Now, though, she felt parts of herself growing back, unfurling in the back of the taxi, her body hot, her heart pounding.
‘So, what are you doing – I don’t mean – there’s nothing wrong but . . .’ She was tripping over her words, her tongue clumsy, as she tried to reacclimatise to being around Adric.
‘I know there’s nothing wrong with me driving a taxi, Yaa.’ His voice was hard, and pushed at Yaa’s heart till it fell into her stomach.
‘Yes. Of course.’
There was a pause as Adric moved off from the traffic light. He sighed and rubbed his forehead.
‘I teach politics at the City Polytechnic. Mama got sick a few months back. She’s fine, don’t worry, but I do this after work sometimes to help pay some of the bills.’
Yaa had been lobbying for a bill for months that would support the elderly if they became sick and had to stop working and had been encouraging Kofi to include it in his campaign.

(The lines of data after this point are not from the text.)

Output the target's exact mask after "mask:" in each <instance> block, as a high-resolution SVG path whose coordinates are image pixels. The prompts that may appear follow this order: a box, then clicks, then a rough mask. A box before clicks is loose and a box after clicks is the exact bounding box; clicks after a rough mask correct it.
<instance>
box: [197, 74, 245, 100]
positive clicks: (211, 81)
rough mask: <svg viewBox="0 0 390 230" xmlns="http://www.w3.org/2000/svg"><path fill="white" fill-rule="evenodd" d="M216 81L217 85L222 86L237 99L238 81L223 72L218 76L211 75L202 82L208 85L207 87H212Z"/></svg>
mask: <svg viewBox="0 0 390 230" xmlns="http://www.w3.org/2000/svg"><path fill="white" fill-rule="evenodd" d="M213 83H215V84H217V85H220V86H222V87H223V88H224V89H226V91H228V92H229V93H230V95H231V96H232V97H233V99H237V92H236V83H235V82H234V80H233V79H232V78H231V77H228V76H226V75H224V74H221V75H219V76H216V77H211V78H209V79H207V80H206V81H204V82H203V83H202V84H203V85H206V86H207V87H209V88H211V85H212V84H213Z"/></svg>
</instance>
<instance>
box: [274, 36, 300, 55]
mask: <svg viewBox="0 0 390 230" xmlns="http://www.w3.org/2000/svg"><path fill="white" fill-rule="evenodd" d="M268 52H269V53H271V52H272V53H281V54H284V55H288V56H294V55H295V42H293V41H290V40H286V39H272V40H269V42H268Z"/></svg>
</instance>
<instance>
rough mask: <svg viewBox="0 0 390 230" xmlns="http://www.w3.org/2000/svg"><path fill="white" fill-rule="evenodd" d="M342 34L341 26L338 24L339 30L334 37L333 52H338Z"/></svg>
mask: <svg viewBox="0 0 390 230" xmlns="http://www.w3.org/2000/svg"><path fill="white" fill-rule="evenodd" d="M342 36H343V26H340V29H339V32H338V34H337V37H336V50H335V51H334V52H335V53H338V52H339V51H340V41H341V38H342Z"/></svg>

He’d said, as he did about most of her suggestions, ‘Everything in due time, Yaa.’
Yaa cleared her throat. ‘I’m sorry about Auntie. I’m glad she’s fine. I miss her.’
She saw Adric nod. ‘She misses you too. Mentions you all the time. She likes seeing you on the news, talking about things that matter. Doesn’t like seeing you on the news next to Kofi, though. She said she doesn’t trust him. His ears are too small.’
Yaa smiled. Trust Adric to infuse some semblance of normality into the awkwardness, to calm her nerves. ‘Hmm. They are kind of tiny, aren’t they? Must be why he struggles to hear anything besides his own voice.’
Within the silence that fell, a rapper on the radio rhymed ‘waist’ with ‘rotate’ and offered to ‘pound it till you’re soft like fufu’。 After a few moments, Yaa and Adric both laughed, hard, cathartically, at the absurdity, at the inappropriateness, and at the tragedy of it all. They stopped at another traffic light.
‘Can you unlock the car please?’ Yaa asked.
Adric turned around, eyes aghast. ‘You serious? Yaa . . . at least let me drop you somewhere safe!’
‘Unlock the car. Please. I’m uncomfortable.’
Adric blinked, startled, before he nodded and turned around. The doors clicked. Wordlessly, Yaa slipped out of the backseat of the car, and slammed the door behind her. She walked around to the front and slid into the front passenger seat next to Adric.
She exhaled deeply. ‘Better.’
Adric shook his head at her, a smile spreading across his handsome face, so bright it was like her own personal dawn.
He laughed. ‘You had me there.’
Yaa giggled, a sound she hadn’t made in years. ‘I couldn’t help it. Sorry,’ she paused as her smile faded, ‘I am so sorry.’
The traffic light switched to green and Adric nodded as he looked out into the road, his jaw tightening again. ‘It was a lifetime ago, Yaayaa. We were children.’
Yaa’s throat tightened and she looked down. ‘What we had wasn’t childish.’
Adric released a long breath. ‘No. It wasn’t.’
Yaa lifted up her head and swallowed. ‘What I did was selfish. I know. I just . . . for the first time I could live my life without all those expectations. For the first time someone was seeing me. I wanted to hold on to that for as long as I could. Hold on to you. I think I was scared of letting go of Kofi because I was scared of what I would be with my future unwritten. Once you have freedom, if you fuck up, that’s on you, you know?’
Adric glanced at her, and as quick as it was, Yaa saw something warm and tender that balmed the long-cracked parts of her heart before he spoke. ‘That’s the beauty of it, though. The power is with you. And the power has always been with you, Yaa. I’ve always seen it in you. I saw it when we first met at that rally, and I see it in you with everything you do today, fighting for progress and trying to use your status for good. I think you underestimate yourself. I understand why. You were brought up to think you needed them. I didn’t understand that then, but I understand now. They made you feel like you weren’t enough on your own and that’s hard to shake. I’m sorry for how hard I was on you. I’m sorry for the last thing I said to you. I know who you were with me was real.’
Yaa stared at Adric’s profile, the slope of his nose, the fullness of his lips, and realised that she recognised his face as home. He still somehow was able to see her in the midst of his own hurt. Unthinkingly, she slid her hand over his on the gearstick and squeezed. Heat immediately rushed through her and made her belly swoop low. She removed her hand in a panic, mortified by her boundary crossing. She’d broken his heart and now she thought she could just hit on him while he was working, like some kind of pervert? Yaa was contemplating hurling herself out of the moving car when she felt his knuckles graze her cheek gently, sweetly. His eyes were still on the road. She turned his hand over in hers and pressed her lips into his palm.